IFC: How would you describe Celebrity All-Star to a fancy network executive you just met in an elevator?

Celebrity All-Star is a short film about an overworked reality TV coordinator struggling to save her one night off after the cast of C-List celebrities she wrangles gets locked out of their hotel rooms.

IFC: How would you describe Celebrity All-Star to a drunk friend of a friend you met in a bar?

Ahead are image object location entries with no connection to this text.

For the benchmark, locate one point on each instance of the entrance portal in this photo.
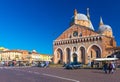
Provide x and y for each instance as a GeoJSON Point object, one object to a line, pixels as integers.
{"type": "Point", "coordinates": [74, 57]}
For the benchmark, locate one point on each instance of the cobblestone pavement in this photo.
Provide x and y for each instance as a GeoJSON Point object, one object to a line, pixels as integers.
{"type": "Point", "coordinates": [35, 74]}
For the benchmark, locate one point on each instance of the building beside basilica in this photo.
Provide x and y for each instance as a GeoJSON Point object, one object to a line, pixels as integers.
{"type": "Point", "coordinates": [81, 43]}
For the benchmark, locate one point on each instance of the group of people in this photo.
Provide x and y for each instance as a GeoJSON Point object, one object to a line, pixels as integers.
{"type": "Point", "coordinates": [110, 67]}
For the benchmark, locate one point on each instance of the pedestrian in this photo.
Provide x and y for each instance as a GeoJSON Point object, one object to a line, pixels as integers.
{"type": "Point", "coordinates": [110, 67]}
{"type": "Point", "coordinates": [105, 67]}
{"type": "Point", "coordinates": [47, 64]}
{"type": "Point", "coordinates": [113, 65]}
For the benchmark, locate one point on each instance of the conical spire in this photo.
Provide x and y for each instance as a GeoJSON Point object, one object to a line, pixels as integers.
{"type": "Point", "coordinates": [88, 15]}
{"type": "Point", "coordinates": [75, 12]}
{"type": "Point", "coordinates": [101, 21]}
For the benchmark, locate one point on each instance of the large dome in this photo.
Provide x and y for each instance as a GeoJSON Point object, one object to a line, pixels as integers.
{"type": "Point", "coordinates": [103, 28]}
{"type": "Point", "coordinates": [82, 17]}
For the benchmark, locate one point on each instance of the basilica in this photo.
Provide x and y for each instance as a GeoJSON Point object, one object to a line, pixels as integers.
{"type": "Point", "coordinates": [81, 43]}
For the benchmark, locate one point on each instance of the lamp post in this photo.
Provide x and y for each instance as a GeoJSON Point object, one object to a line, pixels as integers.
{"type": "Point", "coordinates": [89, 62]}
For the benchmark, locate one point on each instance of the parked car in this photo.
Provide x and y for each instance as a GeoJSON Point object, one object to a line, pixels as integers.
{"type": "Point", "coordinates": [73, 65]}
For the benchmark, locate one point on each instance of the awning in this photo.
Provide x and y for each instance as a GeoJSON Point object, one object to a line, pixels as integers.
{"type": "Point", "coordinates": [105, 59]}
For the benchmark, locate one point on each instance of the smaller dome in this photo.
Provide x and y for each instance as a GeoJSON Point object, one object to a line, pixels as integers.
{"type": "Point", "coordinates": [82, 17]}
{"type": "Point", "coordinates": [104, 28]}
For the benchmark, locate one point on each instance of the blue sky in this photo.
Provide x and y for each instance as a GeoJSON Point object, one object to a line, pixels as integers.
{"type": "Point", "coordinates": [34, 24]}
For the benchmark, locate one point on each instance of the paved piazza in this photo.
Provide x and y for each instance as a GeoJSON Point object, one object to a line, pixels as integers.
{"type": "Point", "coordinates": [35, 74]}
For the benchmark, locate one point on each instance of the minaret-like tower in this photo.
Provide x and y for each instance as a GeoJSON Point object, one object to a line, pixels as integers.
{"type": "Point", "coordinates": [75, 16]}
{"type": "Point", "coordinates": [90, 23]}
{"type": "Point", "coordinates": [101, 22]}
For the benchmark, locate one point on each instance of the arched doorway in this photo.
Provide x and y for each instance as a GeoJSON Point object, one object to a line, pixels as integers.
{"type": "Point", "coordinates": [68, 52]}
{"type": "Point", "coordinates": [95, 52]}
{"type": "Point", "coordinates": [60, 56]}
{"type": "Point", "coordinates": [74, 57]}
{"type": "Point", "coordinates": [82, 50]}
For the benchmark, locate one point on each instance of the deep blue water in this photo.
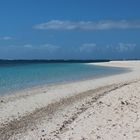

Sisters Weekend: It’s this short we made for IFC where a talent coordinator named Karen babysits a bunch of weird c-list celebs who are stuck in a hotel bar. It’s everyone you hate from reality TV under one roof – and that roof leaks because it’s a 2-star hotel. There’s a magician, sexy cowboys, and a guy wearing a belt that sucks up his farts.


IFC: What was the genesis of Celebrity All-Star?

Celebrity All-Star was born from our love of embarrassing celebrities. We love a good c-lister in need of a paycheck! We were really interested in the canned politeness people give off when forced to mingle with strangers. The backstory we created is that the cast of this reality show called “Celebrity All-Star” is in the middle of a mandatory round of “get to know each other” drinks in the hotel bar when the room keys stop working. Shows like Celebrity Ghost Hunters and of course The Surreal Life were of inspo, but we thought it
was funny to keep it really vague what kind of show they’re on, and just focus on everyone’s diva antics after the cameras stop rolling.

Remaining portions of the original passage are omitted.